Obwohl die bislang beschlossenen Strafmaßnahmen unter dem Strich nicht viel mehr bedeuten, als dass einige mächtige ukrainische und russische Männer nun nicht mehr in die EU oder in die USA einreisen dürfen und die Kunden von Rossija nicht mehr mit Visa- oder Mastercard-Karten bezahlen können, haben sie doch Wirkung gezeigt: Westliche Ratingagenturen haben inzwischen ernste Zweifel an der Kreditwürdigkeit Russlands angemeldet, die Aktien von russischen Großkonzernen wie Gazprom mussten deutliche Kursverluste hinnehmen, und Anleger zogen bereits große Geldbeträge aus dem Land ab.
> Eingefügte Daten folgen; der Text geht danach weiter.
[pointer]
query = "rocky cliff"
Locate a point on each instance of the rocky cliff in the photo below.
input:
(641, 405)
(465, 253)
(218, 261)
Jean-Claude Juncker, der langjährige ehemalige Vorsitzende der Euro-Gruppe, betont: "Man weiß ja jetzt schon, was es an Kapitalabfluss aus Russland in den vergangenen Wochen und Tagen gegeben hat. Das geht nicht wirkungslos an Russland vorbei."
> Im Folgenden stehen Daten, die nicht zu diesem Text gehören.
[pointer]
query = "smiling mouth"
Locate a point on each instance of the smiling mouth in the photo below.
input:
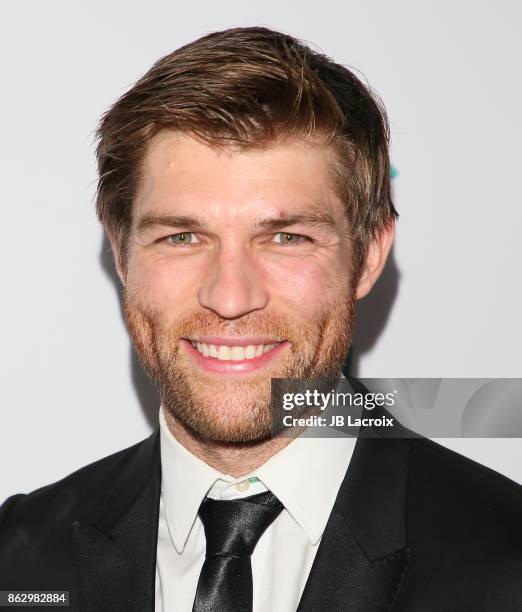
(232, 353)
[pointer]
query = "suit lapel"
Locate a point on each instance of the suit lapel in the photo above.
(115, 546)
(363, 558)
(343, 578)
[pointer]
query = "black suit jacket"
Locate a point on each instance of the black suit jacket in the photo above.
(415, 526)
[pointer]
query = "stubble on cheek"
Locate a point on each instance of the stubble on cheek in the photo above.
(235, 410)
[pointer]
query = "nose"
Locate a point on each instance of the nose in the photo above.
(234, 285)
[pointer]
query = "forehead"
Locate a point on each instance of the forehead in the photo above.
(181, 171)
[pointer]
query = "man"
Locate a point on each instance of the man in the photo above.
(244, 186)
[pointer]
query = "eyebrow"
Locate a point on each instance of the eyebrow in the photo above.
(314, 218)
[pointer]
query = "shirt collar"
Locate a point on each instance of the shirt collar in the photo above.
(305, 476)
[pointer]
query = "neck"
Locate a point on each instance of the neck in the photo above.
(227, 458)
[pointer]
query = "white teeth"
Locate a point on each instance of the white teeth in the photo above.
(250, 351)
(232, 353)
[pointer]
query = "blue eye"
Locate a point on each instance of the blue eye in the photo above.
(289, 239)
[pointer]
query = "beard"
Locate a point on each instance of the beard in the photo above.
(235, 409)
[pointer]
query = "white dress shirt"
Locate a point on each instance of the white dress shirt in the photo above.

Anders ausgedrückt: Auch wenn die bisherigen, eher symbolischen Sanktionen des Westens nur einen sehr kleinen Personenkreis betreffen, haben sie Folgen, weil sie mit der diffusen Angst verbunden sind, dass sie nur der Auftakt einer noch viel weitreichenderen Serie von Strafaktionen sein könnten. Bislang ist diese Angst die eigentliche Waffe des Westens im Umgang mit Russland.
Mehr Symbolpolitik
Für die Wirtschaft in
Wo großangelegte Strafmaßnahmen zum Beispiel gegen den Energiesektor Russlands auch deutsche Wirtschaftsinteressen massiv beeinträchtigen könnten, hat Moskau bislang eher zurückhaltend auf die Aktionen des Westens reagiert. Alles, was die russische Seite als Reaktion auf die US-Einreiseverbote bislang tat, war ihrerseits Einreisesperren gegen neun amerikanische Politiker zu verhängen – unter anderem gegen den republikanischen Senator John McCain, der als außenpolitischer Hardliner gilt.
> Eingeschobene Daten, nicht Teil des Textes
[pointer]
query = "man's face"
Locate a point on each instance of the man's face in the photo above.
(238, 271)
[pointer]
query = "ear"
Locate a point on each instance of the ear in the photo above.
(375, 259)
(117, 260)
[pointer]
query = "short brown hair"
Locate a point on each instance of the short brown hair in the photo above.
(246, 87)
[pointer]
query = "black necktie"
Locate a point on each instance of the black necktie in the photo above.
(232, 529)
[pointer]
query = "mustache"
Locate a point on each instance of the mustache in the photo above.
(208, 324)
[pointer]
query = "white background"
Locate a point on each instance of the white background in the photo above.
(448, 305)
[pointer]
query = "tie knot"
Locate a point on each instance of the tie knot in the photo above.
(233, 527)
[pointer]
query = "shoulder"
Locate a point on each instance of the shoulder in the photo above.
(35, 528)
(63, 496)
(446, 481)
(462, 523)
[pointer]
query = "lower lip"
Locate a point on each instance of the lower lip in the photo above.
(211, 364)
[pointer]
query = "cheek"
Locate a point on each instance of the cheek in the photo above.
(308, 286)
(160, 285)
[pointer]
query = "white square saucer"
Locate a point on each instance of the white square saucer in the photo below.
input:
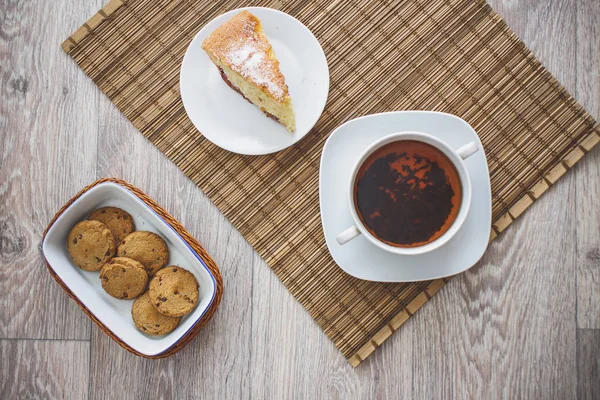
(362, 259)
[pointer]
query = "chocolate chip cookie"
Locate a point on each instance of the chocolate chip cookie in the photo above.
(150, 321)
(123, 278)
(118, 221)
(90, 244)
(146, 247)
(174, 291)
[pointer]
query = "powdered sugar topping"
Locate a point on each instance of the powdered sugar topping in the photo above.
(249, 61)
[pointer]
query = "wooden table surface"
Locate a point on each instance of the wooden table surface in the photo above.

Das große "andererseits" in diesem gefährlichen Spiel: So sehr die begrenzten Sanktionen auch schon einige Wirkungen entfaltet haben, ihr eigentliches Ziel haben sie bislang verfehlt. Eigentlich hätten sie Putin zum Einlenken in der Ukraine-Krise bewegen sollen. Das haben sie nicht erreicht.
Ob schärfere Sanktionen das können, wird davon abhängen, wie solche Aktionen im Detail aussehen. Sollen solche Maßnahmen allerdings wirklich greifen, werden sie auch in Deutschland, Europa und dem Westen Spuren hinterlassen. Juncker hatte das vor einigen Tagen bereits eingeräumt: "Wenn wir, was wir sind, auch weiter eine Wertegemeinschaft bleiben wollen, dann müssen wir dies in Kauf nehmen. Angenehm ist das nicht, aber die Verteidigung von Werten hat auch einen Preis."